Max Moruzzi, Autodesk’s Principal Research Scientist, is a passionate believer in composite materials and the benefits they promise. However he conceded when challenged by his colleague Steve Hobbs, who joined Autodesk last year with the acquisition of  UK based Computer Aided Manufacturing company Delcam, about the structural properties of composites that we still have a lot to understand about how they behave and fail.

Bringing a touch of English scepticism to the panel, Hobbs pointed out almost all metallic components made by 3D printing require some sort of mechanical, subtractive finishing such as milling or polishing.

Hobbs went onto warn that we risk introducing a “hairball of complexity” into the design and manufacturing industries as people experiment with developing products with materials and techniques they don’t fully understand.

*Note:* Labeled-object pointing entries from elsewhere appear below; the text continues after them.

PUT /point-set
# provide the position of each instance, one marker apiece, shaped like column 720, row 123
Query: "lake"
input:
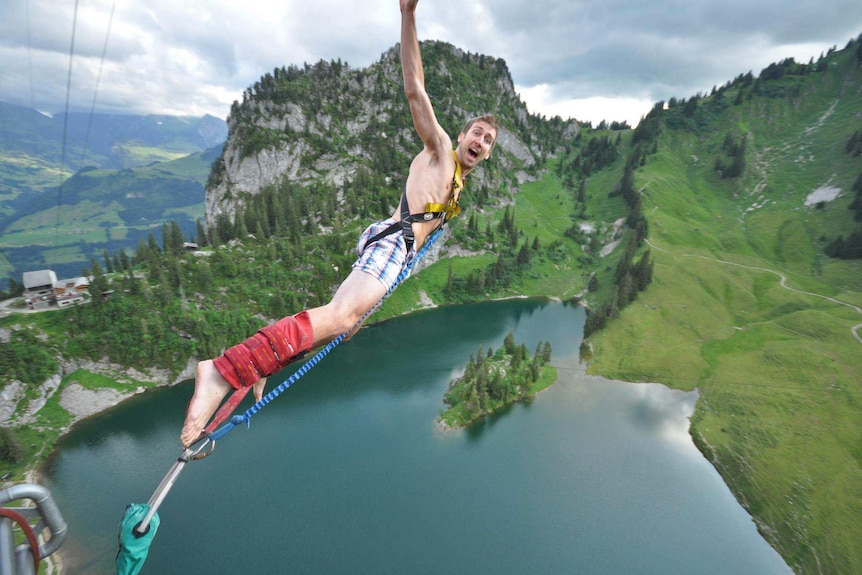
column 345, row 472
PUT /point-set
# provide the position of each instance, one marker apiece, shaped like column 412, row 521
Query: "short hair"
column 489, row 118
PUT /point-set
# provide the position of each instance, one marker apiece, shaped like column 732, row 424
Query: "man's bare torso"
column 429, row 181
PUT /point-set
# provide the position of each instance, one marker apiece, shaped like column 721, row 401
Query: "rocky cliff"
column 325, row 123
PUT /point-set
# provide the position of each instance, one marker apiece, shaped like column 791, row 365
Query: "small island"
column 494, row 380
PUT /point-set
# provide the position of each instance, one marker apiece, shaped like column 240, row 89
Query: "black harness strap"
column 406, row 223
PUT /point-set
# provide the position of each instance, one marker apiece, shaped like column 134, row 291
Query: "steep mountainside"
column 744, row 190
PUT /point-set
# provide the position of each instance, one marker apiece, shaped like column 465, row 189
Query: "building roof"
column 39, row 278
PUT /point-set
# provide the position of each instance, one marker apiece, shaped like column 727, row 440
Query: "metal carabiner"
column 197, row 454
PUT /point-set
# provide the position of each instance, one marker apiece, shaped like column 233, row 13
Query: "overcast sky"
column 590, row 60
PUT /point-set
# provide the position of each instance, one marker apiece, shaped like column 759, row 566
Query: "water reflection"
column 348, row 469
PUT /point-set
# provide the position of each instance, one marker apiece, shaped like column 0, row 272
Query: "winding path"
column 854, row 330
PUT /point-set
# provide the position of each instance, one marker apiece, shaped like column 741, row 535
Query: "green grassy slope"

All the panel, which also included Carl White – Autodesk’s senior director of marketing for advanced manufacturing – and Benjamin Schrauwen who leads the company’s Spark 3D printing division, agreed that applying current design and manufacturing methods need to be rethought in the light of new methods being developed.

The limits of 3D printing

It was notable in the panel Q&A around the revelation that 70% of 3D printing projects fail, the panel put this down to the relative immaturity of software and machinery along with the technologies currently being poorly understood. Hobbs observed that for GE to 3D print their jet engine parts they rebuild and reprogram the printers they buy to their own higher specifications.

For the final session CEO Carl Bass and CTO Jeff Kowalski faced a Q&A from analysts and the media, that session was interesting in exploring some of the directions Autodesk sees industry and business heading and I’ll write more about that tomorrow.

Overall, the Autodesk University has been an interesting insight into the future of design and manufacturing along with the effects this has on other industries. With these technologies at an early stage, it’s a field that is going to evolve rapidly.

Paul Wallbank travelled to Autodesk University in Las Vegas as a guest of Autodesk.